In engineering these larger vehicles, it was necessary to improve upon the first generation hybrid drive transaxle developed for the Prius. A new electric drive transaxle that could handle Toyota’s heaviest vehicles was required. The Toyota engineers wanted to improve performance and fuel economy while reducing noise and maintaining a compact size. The result is a second generation hybrid drive system centered around a greatly improved hybrid transaxle known as the P310. The P310 hybrid transaxle is capable of handling more than twice the power output of the Prius while maintaining nearly the same size and only 36 pounds of additional weight.
As with the first generation transaxle, basic components include two electric motor generators (MG1 and MG2), a damper plate that acts as the connection to the gasoline engine, a final drive (differential) that connects the unit to the wheels, and a planetary gear unit.
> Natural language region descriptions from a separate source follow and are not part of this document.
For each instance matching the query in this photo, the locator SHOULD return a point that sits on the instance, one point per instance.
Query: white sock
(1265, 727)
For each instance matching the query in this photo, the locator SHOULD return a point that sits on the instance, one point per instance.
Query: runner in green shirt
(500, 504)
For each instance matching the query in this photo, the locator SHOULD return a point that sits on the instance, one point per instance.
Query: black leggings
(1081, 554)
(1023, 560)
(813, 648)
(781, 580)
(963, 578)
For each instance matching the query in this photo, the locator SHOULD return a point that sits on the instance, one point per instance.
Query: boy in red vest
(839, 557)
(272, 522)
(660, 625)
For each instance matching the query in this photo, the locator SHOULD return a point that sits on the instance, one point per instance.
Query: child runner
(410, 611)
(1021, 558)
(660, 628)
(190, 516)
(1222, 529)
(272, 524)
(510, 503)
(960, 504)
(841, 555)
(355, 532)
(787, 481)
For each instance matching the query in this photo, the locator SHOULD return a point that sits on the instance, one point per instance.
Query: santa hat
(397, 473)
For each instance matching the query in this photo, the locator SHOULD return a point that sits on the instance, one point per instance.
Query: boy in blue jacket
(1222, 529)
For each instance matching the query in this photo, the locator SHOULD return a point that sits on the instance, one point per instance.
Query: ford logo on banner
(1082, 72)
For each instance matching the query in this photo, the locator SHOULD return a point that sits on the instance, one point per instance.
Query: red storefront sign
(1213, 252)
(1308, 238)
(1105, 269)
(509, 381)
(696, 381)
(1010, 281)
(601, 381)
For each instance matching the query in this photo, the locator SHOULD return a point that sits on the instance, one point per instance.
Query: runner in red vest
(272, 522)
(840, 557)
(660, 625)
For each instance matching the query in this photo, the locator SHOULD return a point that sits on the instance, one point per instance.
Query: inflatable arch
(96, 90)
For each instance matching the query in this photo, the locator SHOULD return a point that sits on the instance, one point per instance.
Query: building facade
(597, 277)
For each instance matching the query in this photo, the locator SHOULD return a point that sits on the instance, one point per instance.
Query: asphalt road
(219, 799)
The first generation unit has a single planetary gear set compared to the second generation unit that incorporates two planetaries into a single housing called the “compound gear.” This compound gear includes front and rear planetary ring gears, counter drive gear (including the new “rear planetary”), and the parking gear.
The front planetary functions like in the Priusit is a power split device that uses the variable load produced by running MG1 as a generator as an electronic “clutch.” The variable electronic “friction” produced by MG1 can control the speed of its sun gear. The gear ratio between the planetary gears (connected to the gasoline engine) and the ring gear (directly connected to the drive wheels) can be continuously adjusted by controlling the speed of the sun gear. This is why Toyota refers to its transaxle as having a continuously variable gear ratio.
The rear planetary unit can be thought of as a reduction gear for MG2. The first generation unit coupled MG2, the primary drive motor, directly to the wheels through the ring gear of the planetary. Within the newly designed compound gear, MG2 is connected to the rear unit sun gear. The planet carrier is locked to the case. The ring gear, as before, drives the wheels. This accomplishes several things:
Battery voltage and operating voltage are also both increased in this design. The battery now operates at 288V (an increase of about 80V), and maximum voltage utilized by MG2 now stands at 650V, an increase of 150V (30 percent) over the first generation design. The 288V direct current battery voltage is converted to alternating current and inverted up to 650V as needed by the vehicle. These functions are all accomplished by the motor controller mounted atop the transaxle unit.
Toyota and Lexus now have a much more efficient hybrid transaxle that can be sized to handle its entire range of passenger vehicles. This new unit is also more efficient and powerful than the hybrid transaxle used in the only other hybrid SUV, the Ford Escape.